Comparison with other studies

Previous systematic reviews have conducted meta-analyses of the diagnostic performance of ADNEX with CA125.14–18 These studies used the QUADAS-2 (Quality Assessment of Diagnostic Accuracy Studies 2) tool88 to assess risk of bias, and found that 0-64% of studies had a high risk of bias in at least one domain. We identified 45 of 47 studies with a high risk of bias with PROBAST, designed for the appraisal of risk prediction models. None of the previous meta-analyses of ADNEX included clinical utility, calibration, or AUC. Our results align with those of other systematic reviews of risk prediction modelling studies in various domains. These studies consistently indicated that reporting in the original studies was poor and that many studies had a high risk of bias.89–95 The results in terms of sensitivity and specificity of ADNEX in our meta-analysis, however, were similar to those in the other meta-analyses of ADNEX performance.

Study implications

ADNEX is intended for use by gynaecologists to help them decide on the most appropriate management of an adnexal mass detected on ultrasound. Our findings support the use of ADNEX in choosing between surgery and conservative follow-up. Conservative follow-up might be appropriate in patients with a low risk of malignancy (eg, <1%, based on meta-analysis of patients managed with and without surgery). Our results also support the use of ADNEX in deciding on the most appropriate management if conservative management is not suitable (eg, surgery at a local hospital if the risk of malignancy is <10% or referral to an oncology centre if the risk is>10%; based on meta-analysis of patients who underwent surgery).4

ADNEX can also be helpful in deciding on the management of a suspected malignancy (ie, investigations to find the primary tumour if a metastasis in the ovary is likely, or fertility sparing surgery if a borderline tumour is likely; based on meta-analysis in patients who underwent surgery). Because the AUC values of ADNEX with and without CA125 were similar, and because adding CA125 mainly helps to distinguish between different types of malignant tumours, we argue that the main use of ADNEX without CA125 is to help decide whether conservative follow-up, surgery in a local centre, or referral to an oncology centre is appropriate. The main use of ADNEX with CA125 is to help decide on the optimal management of a tumour suspected to be malignant, because it differentiates better between malignant subtypes than ADNEX without CA125.
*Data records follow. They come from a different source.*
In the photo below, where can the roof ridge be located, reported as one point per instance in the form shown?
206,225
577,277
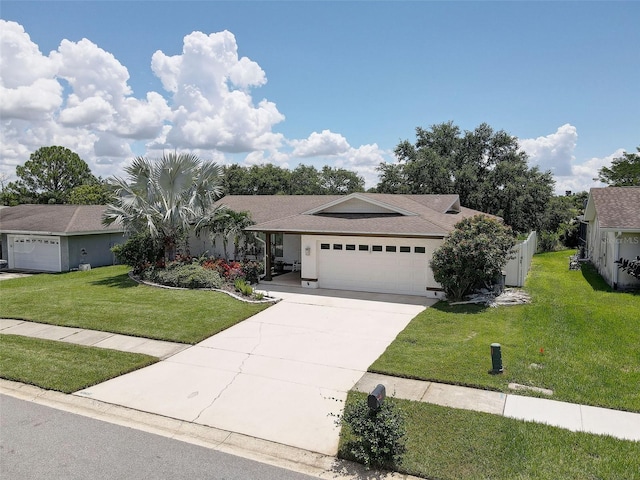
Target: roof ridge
72,219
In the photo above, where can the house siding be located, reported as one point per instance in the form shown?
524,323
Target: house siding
98,248
605,247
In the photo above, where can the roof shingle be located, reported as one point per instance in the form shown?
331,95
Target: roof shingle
617,207
55,219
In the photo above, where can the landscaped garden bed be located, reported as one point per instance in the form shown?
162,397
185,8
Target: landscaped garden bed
107,299
203,272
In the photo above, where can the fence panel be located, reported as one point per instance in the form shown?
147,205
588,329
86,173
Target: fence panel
517,268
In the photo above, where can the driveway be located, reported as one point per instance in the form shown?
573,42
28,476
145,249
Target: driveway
281,375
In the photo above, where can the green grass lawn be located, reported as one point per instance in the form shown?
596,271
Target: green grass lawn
107,299
450,444
577,338
62,366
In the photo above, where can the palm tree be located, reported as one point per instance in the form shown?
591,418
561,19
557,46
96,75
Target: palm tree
237,222
227,224
165,198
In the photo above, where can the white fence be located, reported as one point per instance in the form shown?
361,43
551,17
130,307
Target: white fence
517,268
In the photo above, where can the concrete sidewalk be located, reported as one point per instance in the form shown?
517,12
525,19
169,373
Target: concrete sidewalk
574,417
92,338
571,416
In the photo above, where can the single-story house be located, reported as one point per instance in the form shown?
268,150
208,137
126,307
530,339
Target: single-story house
57,238
612,218
363,241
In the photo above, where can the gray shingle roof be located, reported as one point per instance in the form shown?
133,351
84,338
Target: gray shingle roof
284,213
55,219
617,207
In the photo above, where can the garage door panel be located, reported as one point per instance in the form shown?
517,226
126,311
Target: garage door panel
35,253
386,272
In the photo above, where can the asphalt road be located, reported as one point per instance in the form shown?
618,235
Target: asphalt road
38,442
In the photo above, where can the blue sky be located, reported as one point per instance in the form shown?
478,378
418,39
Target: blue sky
336,83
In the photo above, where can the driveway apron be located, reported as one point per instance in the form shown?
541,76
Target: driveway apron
282,375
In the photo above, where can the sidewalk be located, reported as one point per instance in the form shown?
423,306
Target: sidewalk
571,416
92,338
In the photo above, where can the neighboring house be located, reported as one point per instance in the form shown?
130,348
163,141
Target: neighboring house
612,217
364,242
56,238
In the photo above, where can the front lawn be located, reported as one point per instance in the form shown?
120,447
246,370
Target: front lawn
107,299
451,444
577,338
63,366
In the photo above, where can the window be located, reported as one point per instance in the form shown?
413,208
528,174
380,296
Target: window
277,244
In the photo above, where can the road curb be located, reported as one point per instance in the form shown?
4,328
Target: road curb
263,451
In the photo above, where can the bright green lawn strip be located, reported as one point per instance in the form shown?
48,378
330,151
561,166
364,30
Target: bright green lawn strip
63,366
589,336
446,443
106,299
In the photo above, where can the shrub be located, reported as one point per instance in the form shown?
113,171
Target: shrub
186,276
548,242
376,438
252,271
138,252
472,256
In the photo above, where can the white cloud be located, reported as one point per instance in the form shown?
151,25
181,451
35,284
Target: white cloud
211,103
582,175
326,143
79,96
553,152
96,114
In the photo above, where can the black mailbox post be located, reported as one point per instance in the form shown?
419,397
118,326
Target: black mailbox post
496,358
376,397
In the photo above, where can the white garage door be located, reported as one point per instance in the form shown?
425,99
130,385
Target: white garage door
381,266
34,253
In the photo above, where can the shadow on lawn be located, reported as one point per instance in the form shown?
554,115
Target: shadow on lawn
469,308
594,279
118,281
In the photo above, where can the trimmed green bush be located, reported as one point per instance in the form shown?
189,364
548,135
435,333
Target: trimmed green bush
186,276
472,256
376,438
243,287
138,252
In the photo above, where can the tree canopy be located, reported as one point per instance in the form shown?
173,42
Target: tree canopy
485,168
303,180
472,256
624,171
49,176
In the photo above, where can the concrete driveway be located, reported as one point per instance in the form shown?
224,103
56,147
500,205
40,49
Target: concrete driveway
279,375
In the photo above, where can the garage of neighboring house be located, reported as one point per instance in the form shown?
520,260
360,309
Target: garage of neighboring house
34,252
364,242
56,238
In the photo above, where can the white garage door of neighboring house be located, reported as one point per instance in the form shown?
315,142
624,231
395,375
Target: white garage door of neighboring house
34,252
371,266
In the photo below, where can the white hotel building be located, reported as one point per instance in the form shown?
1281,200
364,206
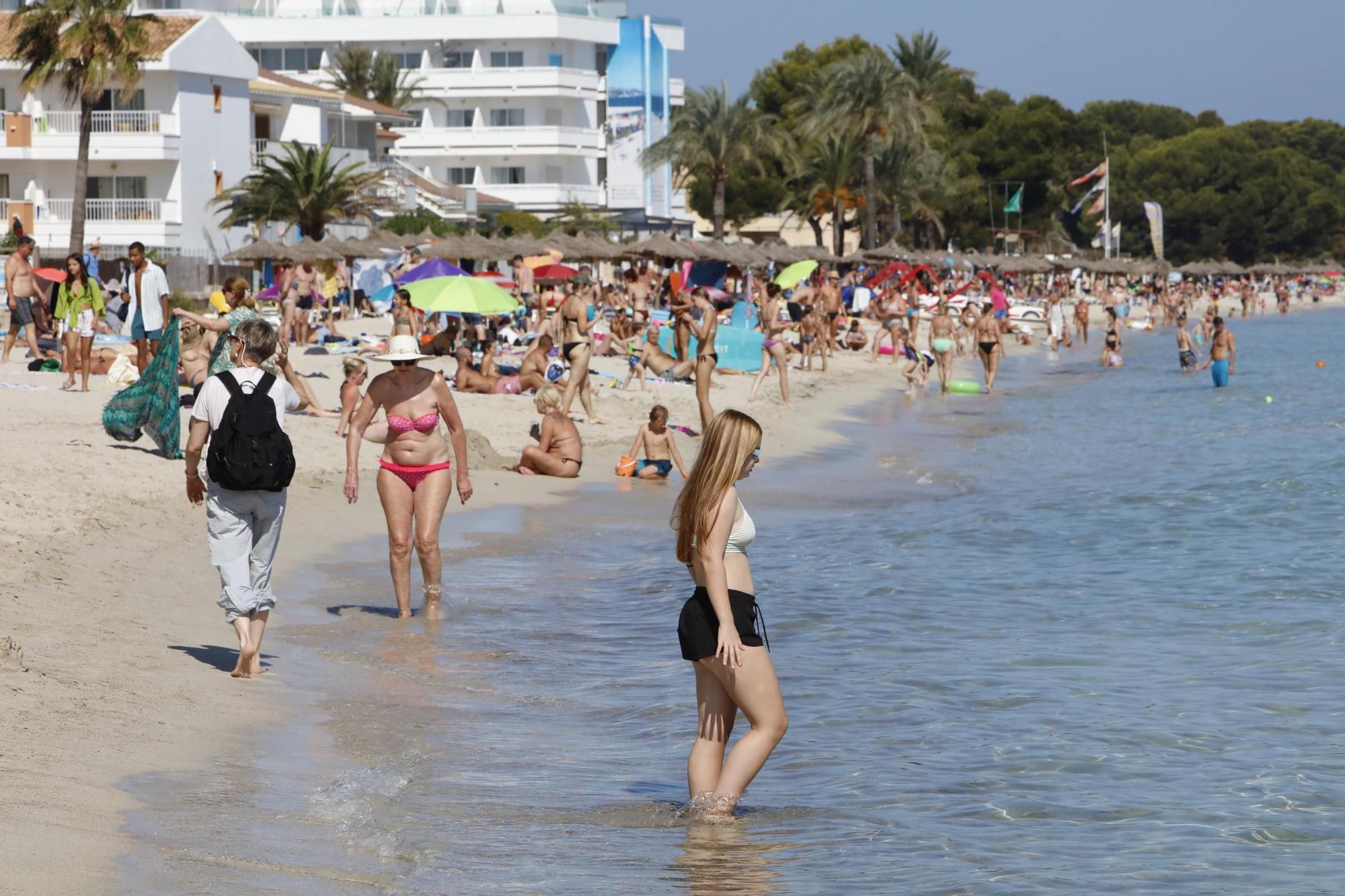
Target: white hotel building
516,91
514,106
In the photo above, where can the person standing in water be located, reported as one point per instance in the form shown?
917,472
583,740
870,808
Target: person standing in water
989,346
942,343
1223,354
719,624
1186,348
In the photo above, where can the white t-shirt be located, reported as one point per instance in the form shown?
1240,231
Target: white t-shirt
215,396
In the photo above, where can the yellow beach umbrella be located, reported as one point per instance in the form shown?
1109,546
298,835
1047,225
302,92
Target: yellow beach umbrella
796,274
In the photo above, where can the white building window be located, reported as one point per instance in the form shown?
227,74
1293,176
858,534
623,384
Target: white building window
407,60
134,188
506,118
290,58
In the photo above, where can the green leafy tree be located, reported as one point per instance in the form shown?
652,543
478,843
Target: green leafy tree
712,138
377,76
827,182
302,189
867,97
87,48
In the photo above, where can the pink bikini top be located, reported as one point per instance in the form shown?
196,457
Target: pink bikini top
422,424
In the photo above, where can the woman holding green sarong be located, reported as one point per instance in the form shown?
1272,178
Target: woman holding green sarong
243,307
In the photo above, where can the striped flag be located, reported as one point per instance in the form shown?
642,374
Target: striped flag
1100,170
1097,188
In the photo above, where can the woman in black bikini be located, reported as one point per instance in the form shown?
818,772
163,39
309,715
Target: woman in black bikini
578,348
1112,345
773,346
414,474
719,627
707,360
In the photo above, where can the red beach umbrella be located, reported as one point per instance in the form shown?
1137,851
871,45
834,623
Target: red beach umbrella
555,272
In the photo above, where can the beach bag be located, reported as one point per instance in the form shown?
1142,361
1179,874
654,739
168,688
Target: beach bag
249,451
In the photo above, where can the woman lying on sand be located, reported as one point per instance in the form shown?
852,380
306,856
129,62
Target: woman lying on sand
414,481
560,451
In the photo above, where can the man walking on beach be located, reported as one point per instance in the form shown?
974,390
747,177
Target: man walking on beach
22,291
254,463
1223,354
149,304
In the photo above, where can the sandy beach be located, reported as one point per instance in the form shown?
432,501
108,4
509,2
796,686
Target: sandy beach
118,650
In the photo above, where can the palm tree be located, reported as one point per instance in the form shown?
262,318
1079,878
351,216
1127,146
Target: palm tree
824,184
380,77
302,189
712,136
925,68
87,46
863,96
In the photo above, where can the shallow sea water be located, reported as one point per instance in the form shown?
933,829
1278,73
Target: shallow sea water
1079,637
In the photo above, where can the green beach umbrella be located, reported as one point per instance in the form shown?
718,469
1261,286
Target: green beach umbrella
465,295
796,274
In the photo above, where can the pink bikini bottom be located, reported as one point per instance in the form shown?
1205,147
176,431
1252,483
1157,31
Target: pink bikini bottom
412,475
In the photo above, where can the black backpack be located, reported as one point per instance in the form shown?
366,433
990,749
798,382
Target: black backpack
249,451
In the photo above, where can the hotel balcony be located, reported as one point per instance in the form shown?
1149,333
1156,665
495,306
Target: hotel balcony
501,142
157,222
533,81
340,157
545,197
127,136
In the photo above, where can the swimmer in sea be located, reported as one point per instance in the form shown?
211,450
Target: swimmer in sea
1112,343
1223,354
988,343
942,343
1186,348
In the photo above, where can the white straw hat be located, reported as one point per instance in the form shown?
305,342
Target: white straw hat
403,349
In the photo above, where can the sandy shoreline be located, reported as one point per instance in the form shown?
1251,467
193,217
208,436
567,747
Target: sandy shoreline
111,594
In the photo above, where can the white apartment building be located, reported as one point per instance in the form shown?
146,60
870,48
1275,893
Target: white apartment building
514,92
155,158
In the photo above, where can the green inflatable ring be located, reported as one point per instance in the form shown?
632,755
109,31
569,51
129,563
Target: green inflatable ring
965,386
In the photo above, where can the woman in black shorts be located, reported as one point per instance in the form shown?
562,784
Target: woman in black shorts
719,623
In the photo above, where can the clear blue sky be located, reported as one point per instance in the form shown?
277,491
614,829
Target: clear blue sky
1274,60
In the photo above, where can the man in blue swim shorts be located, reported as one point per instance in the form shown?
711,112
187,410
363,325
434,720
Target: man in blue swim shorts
1223,354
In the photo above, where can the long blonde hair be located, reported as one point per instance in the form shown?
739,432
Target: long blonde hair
724,451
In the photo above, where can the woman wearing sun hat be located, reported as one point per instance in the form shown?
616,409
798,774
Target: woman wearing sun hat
414,477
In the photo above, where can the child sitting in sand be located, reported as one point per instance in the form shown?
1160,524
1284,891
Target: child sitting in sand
660,448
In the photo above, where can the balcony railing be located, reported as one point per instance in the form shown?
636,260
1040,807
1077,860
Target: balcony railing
68,122
104,210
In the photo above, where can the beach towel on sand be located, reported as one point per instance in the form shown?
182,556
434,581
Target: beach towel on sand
151,404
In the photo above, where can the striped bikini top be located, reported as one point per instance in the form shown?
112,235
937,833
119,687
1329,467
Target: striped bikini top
742,537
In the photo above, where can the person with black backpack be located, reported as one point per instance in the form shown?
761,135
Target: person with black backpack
249,466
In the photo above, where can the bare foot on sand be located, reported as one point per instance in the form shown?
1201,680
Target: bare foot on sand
247,657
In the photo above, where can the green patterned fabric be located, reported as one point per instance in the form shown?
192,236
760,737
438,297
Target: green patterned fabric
151,404
220,354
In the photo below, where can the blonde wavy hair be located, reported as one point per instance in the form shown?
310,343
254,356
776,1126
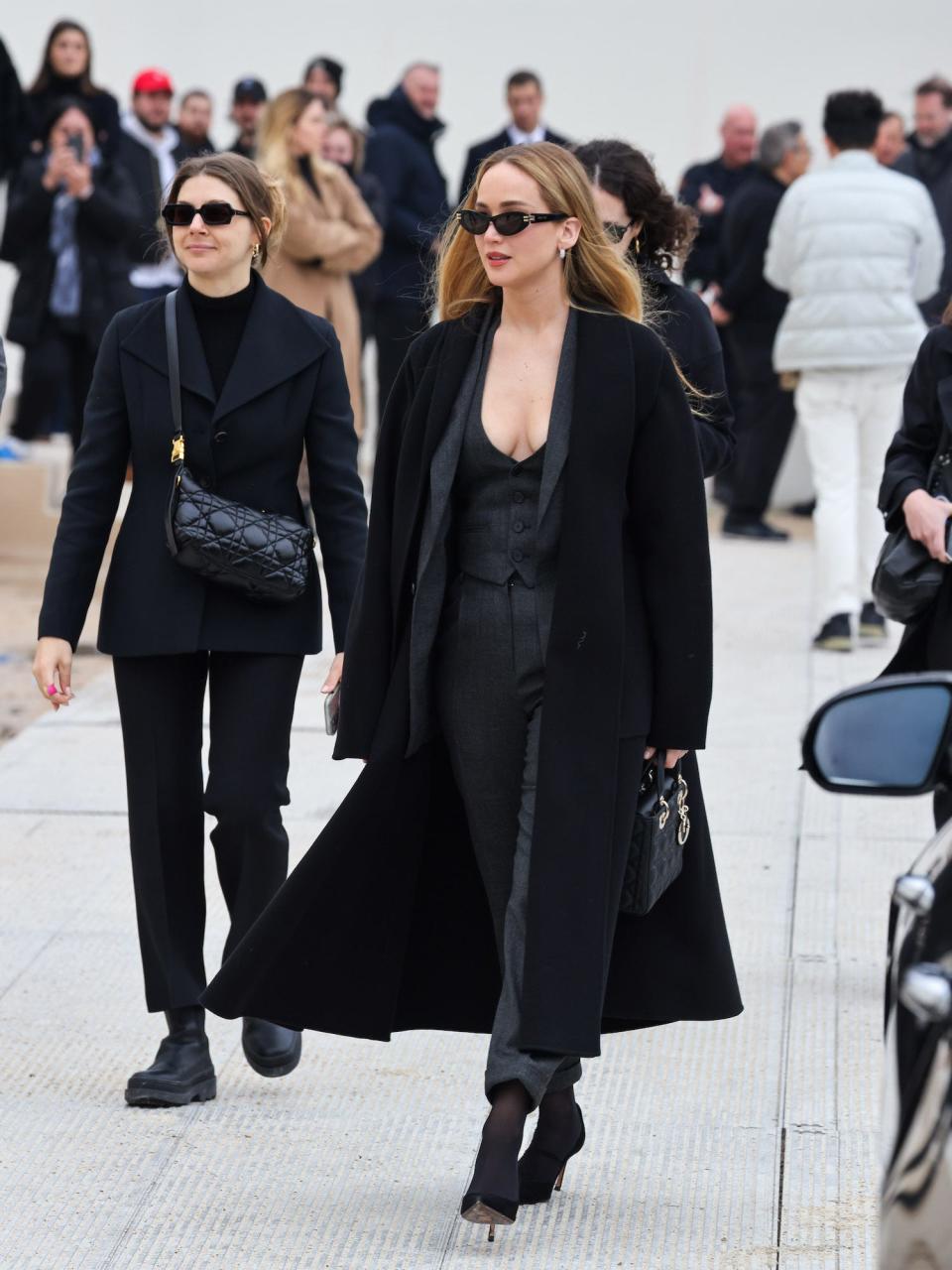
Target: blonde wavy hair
594,276
275,154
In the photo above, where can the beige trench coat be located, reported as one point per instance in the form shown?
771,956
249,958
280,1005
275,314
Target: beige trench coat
339,231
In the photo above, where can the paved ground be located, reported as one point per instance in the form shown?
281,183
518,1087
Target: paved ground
740,1146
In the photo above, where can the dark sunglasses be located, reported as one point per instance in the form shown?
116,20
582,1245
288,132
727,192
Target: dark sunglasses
212,213
616,232
506,222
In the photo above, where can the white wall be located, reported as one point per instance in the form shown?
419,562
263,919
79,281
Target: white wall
657,75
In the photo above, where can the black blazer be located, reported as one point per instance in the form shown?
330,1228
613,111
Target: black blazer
104,223
286,393
484,149
927,425
635,583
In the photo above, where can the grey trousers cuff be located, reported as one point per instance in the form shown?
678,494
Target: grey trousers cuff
537,1075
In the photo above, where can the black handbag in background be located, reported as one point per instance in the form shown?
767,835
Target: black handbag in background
906,579
264,556
661,829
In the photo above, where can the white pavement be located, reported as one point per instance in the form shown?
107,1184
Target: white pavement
749,1144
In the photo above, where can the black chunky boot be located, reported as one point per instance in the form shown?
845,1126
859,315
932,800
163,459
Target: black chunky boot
270,1049
181,1071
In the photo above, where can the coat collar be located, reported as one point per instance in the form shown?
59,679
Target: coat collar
601,353
277,343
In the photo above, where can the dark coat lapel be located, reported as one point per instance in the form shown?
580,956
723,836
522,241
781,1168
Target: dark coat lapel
422,434
560,421
277,343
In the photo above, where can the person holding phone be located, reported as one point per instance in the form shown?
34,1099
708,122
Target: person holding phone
534,624
261,382
67,223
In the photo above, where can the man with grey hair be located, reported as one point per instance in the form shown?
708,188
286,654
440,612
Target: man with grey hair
749,310
404,127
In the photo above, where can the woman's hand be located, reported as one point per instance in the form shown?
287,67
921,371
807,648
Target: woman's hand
336,670
925,521
53,668
670,756
59,163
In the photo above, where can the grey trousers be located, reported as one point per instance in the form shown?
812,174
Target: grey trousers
490,677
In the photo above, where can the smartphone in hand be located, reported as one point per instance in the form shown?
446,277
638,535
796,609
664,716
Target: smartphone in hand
331,710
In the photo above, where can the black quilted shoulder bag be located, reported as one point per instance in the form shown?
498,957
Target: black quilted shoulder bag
906,579
661,828
263,556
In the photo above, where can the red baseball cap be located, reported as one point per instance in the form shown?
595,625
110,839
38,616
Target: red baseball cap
153,81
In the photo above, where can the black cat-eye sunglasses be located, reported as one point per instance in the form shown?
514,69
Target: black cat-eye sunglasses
212,213
506,222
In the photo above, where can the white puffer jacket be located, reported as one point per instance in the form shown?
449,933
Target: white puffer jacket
856,246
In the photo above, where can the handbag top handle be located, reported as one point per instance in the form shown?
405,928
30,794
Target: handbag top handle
172,348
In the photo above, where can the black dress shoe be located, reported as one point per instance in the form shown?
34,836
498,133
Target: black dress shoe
181,1071
873,625
540,1171
270,1049
835,635
742,527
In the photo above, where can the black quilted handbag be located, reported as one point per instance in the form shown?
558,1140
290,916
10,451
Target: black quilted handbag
661,828
263,556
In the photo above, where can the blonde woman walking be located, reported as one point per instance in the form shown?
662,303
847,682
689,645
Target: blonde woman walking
534,620
330,231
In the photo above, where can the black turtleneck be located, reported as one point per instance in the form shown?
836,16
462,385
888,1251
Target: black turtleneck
221,322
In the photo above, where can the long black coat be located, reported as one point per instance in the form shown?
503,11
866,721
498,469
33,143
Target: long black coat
286,393
385,922
927,429
104,222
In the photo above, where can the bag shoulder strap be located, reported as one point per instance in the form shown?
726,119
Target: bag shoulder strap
172,348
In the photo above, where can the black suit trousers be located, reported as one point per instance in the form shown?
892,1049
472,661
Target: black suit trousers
765,416
252,705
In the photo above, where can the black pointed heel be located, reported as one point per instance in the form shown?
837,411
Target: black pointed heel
484,1207
543,1171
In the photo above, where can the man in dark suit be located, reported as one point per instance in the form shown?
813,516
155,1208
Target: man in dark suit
928,158
400,155
525,98
748,312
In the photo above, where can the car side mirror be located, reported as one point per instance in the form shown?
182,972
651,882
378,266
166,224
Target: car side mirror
888,737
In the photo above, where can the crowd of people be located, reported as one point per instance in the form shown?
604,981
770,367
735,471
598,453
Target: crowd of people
529,640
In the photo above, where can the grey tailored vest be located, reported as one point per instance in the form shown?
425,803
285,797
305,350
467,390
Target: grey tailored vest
436,536
495,506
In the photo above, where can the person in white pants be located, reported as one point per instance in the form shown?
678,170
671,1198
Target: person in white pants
856,246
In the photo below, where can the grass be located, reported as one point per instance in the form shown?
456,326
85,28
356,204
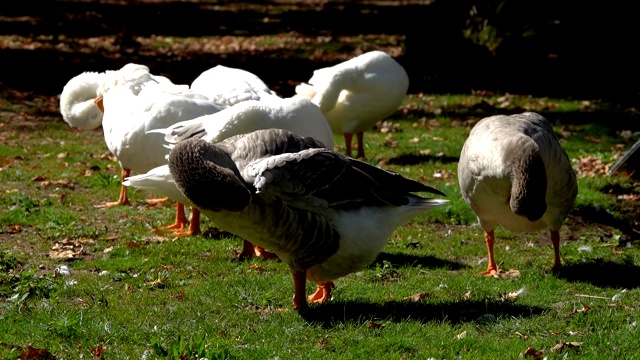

Although our findings suggest that ADNEX is clinically useful, well conducted validations of any model are always of value to monitor its performance in diverse regions and clinical settings, and over time.96 To improve the performance of ADNEX even more, efforts to update the ADNEX formula are of interest.96 97 If further validation studies are conducted, we recommend including a validation of ADNEX without CA125, using a sufficiently large sample that allows calibration and multinomial discrimination to be assessed, and including patients irrespective of whether they are managed surgically or non-surgically (despite the challenges about reference standard for patients managed without surgery).34 98 Methodological recommendations for validation studies include using available tools to guarantee adequate sample size, describe missing data in detail and use methods such as imputation when needed, and assess calibration performance.24 97 99–101 Adherence to the TRIPOD reporting checklists is important to maximise the value of the validation study (www.tripod-statement.org).

Conclusions

ADNEX has been validated in many studies, with AUC values >0.90 in differentiating between benign and malignant tumours in various settings, and with strong results for its clinical utility at the 10% risk of malignancy threshold. Because of the lack of assessment of calibration in most studies, evaluating the accuracy of the estimated risks in a substantial way was not possible in this study.

Ethics approval

Ethics approval was not required for the systematic review and meta-analysis.